The tools.translate()
function¶
The simplest way to translate nucleotide sequences to amino acids with
EggLib is probably the tools.translate()
function. This function
is flexible: it takes as input alignments, sequence sets, or individual
sequences, and returns a corresponding object, as lists in the table below:
Input type |
Returned type |
---|---|
The usage is straightforward, as exemplified below:
import egglib
aln = egglib.Align.create([
('sample1', 'TTGCTAGGTGTATAG'),
('sample2', 'TTCCTAGATGAATAG'),
('sample3', 'ATGCTAGATGAATAG')],
alphabet=egglib.alphabets.DNA)
aln.to_codons()
prot = egglib.tools.translate(aln)
print(prot.to_fasta())
The resulting protein alignment will be for this example:
>sample1
LLGV*
>sample2
FLDE*
>sample3
MLDE*
The code option of this function lets you specify the genetic code to be used, if it is not the standard one. Among options, the option in_place tells the function to overwrite the object you provide, instead of returning a new one. This can be useful in memory- or especially time-critical applications:
aln = egglib.Align.create([
('sample1', 'TTGCTAGGTGTATAG'),
('sample2', 'TTCCTAGATGAATAG'),
('sample3', 'ATGCTAGATGAATAG')],
alphabet = egglib.alphabets.DNA)
aln.to_codons()
egglib.tools.translate(aln, in_place=True) # returns None
print(aln.to_fasta())
translate()
can also translate individual sequences, either provided as
a SequenceView
or a str
(in_place does not work in this
two cases):
egglib.tools.translate('CCATTGGTAATGGCC')
Use the allow_alt=True
option to support alternative start codons (a rare
phenomenon accounted for by all genetic codes).
“Smart” translation¶
By default, codons with any missing data are translated as missing data
(the X
character). However, in certain cases it might be possible to
guess: for example (in the standard genetic code), CTN
necessarily
translates to a Leucine because all four possibilities (CTA
, CTC
,
CTG
, and CTT
) do. Similarly, both AGC
and TGC
encode a Serine,
so WGC
also necessarily encodes a Serine. The option smart=True
turns on automatic detection of those case, based on the table of ambiguity characters
in the nomenclature for nucleotide codes
reproduced in the table below:
Symbol |
Meaning |
---|---|
G |
G |
A |
A |
T |
T |
C |
C |
R |
G or A |
Y |
T or C |
M |
A or C |
K |
G or T |
S |
G or C |
W |
A or T |
H |
A or C or T |
B |
G or T or C |
V |
G or A or C |
D |
G or A or T |
N |
G or A or T or C |
The tools.Translator
class¶
There is a Translator
class in the tools module
that perform the same operations as the tools.translate()
function.
If you need to translate many data sets in one go, it will probably be faster
to use this class as in the example below, where we assume that aligns
is
a list
of Align
instances:
trans = egglib.tools.Translator(code=1)
for aln in aligns:
trans.translate_align(aln, in_place=True)
The options code=1
is actually the default. It is shown just to
show that options are specified in the class’s constructor.
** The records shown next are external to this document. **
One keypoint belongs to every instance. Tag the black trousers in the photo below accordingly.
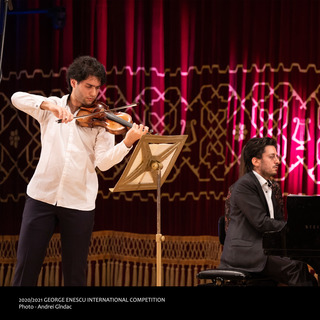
(39, 221)
(287, 271)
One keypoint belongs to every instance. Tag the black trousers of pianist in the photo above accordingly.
(290, 272)
(39, 222)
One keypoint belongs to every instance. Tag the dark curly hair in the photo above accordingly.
(254, 148)
(83, 67)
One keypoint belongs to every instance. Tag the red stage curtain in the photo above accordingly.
(221, 71)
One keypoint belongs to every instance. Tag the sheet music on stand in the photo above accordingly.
(147, 169)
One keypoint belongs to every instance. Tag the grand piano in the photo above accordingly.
(300, 238)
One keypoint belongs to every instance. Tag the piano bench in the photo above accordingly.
(223, 277)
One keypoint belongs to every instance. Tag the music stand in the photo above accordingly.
(147, 169)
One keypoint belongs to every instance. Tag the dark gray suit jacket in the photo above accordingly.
(249, 219)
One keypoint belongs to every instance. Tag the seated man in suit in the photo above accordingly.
(254, 210)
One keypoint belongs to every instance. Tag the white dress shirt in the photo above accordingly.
(267, 192)
(65, 175)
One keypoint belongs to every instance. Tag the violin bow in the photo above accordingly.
(96, 113)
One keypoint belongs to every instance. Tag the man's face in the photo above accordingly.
(268, 165)
(85, 92)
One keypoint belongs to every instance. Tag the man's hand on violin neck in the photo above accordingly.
(59, 112)
(134, 134)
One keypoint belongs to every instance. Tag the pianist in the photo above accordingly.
(253, 211)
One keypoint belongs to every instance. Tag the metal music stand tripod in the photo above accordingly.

Detecting open reading frames and processing stop codons¶
There are additionnal tools helping you to manage coding sequences, or sequences containing open reading frames:
tools.orf_iter()
provides an iterator over all possible open reading frames of the sequence. It is configurable (see options) and is used as this (with default options):for start, stop, length, frame in egglib.tools.orf_iter(seq): print(seq[start:stop])
(The example displays the sequence of each open reading frame, although some may need to be reverse-complemented.)
tools.longest_orf()
is a shortcut to find the longest possible open reading frame. If there is a tie, the function does not take the decision for you and raises an exception.tools.trailing_stops()
detect and optionally fixes stop codons at the end of sequences of an alignment.tools.iter_stops()
provides you with an iterator over the positions of all stop codons of the alignment.tools.has_stop()
is a shortcut to test if an alignment contains any stop codons.